Friday 23 March 2012

Liverpool Care Pathway – A Fatal 'Diagnosis'

Implementation of the LCP protocols require that a diagnosis of 'dying' first be made. It is well documented that, under normal circumstances, misdiagnosis is more common than is commonly accepted to be the case. A misdiagnosis in implementation of end of life protocols such as LCP may prove fatal!


This from The State Journal Register - The Oldest Newspaper in Illinois -



Medical misdiagnoses can have fatal consequences


BY DEAN OLSEN
THE STATE JOURNAL-REGISTER

Published June 26, 2011 @ 6 a.m. 


Stephen Reindl told his mother what he thought would be his final goodbyes as she struggled with pneumonia and a blood infection the day after Thanksgiving.

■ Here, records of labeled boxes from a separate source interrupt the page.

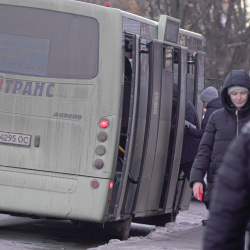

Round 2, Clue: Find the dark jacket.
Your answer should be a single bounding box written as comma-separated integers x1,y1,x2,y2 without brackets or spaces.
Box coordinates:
204,120,250,250
181,101,200,164
190,70,250,187
187,97,223,139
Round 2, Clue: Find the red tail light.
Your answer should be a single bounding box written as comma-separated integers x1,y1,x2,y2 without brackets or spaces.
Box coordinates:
99,120,109,128
91,181,99,189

Mary Reindl had been taken to Memorial Medical Center in late November after she broke her leg in her Taylorville home. At 78, the longtime smoker and retired state Department of Revenue employee had come to the hospital with labored breathing and abdominal bloating that was getting worse, her son said.

Doctors reviewing her case suggested Mary Reindl had fewer than 24 hours to live, and that her condition was the result of advanced lung cancer and chronic obstructive pulmonary disease, Stephen Reindl said. After he talked with Memorial staff and his mother's doctors, she was taken off oxygen, and her pain medication was increased.

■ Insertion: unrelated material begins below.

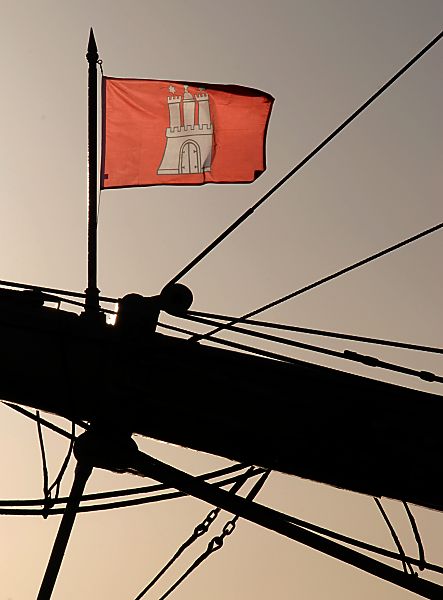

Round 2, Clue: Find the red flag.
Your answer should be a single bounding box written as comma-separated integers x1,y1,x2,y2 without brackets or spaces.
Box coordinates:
101,77,274,189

"They told me there was nothing more they could do for her," said Stephen Reindl, 51. "It tore me up."

Then the case was reviewed by Dr. Thomas Shanahan, a radiation oncologist who bucked what he called "the assumption bandwagon" by Mary Reindl's other doctors and fought to treat her for a condition that had prevented her bowels from emptying.

What happened in the next days showed the potential for medical error in complex cases such as this. It also showed how one doctor's vigorous - some say abrasive - fight to counter an established course of treatment ultimately led to Mary Reindl's recovery and how questions were raised over how the doctor advocated for his patient.

Was this a case of doctors getting on "the assumption bandwagon," as Shanahan says, or was this a case in which the complexities of treatment clouded an alternative diagnosis? It's hard to know for sure, because the Springfield Clinic doctors who treated Mary Reindl wouldn't speak to The State Journal-Register.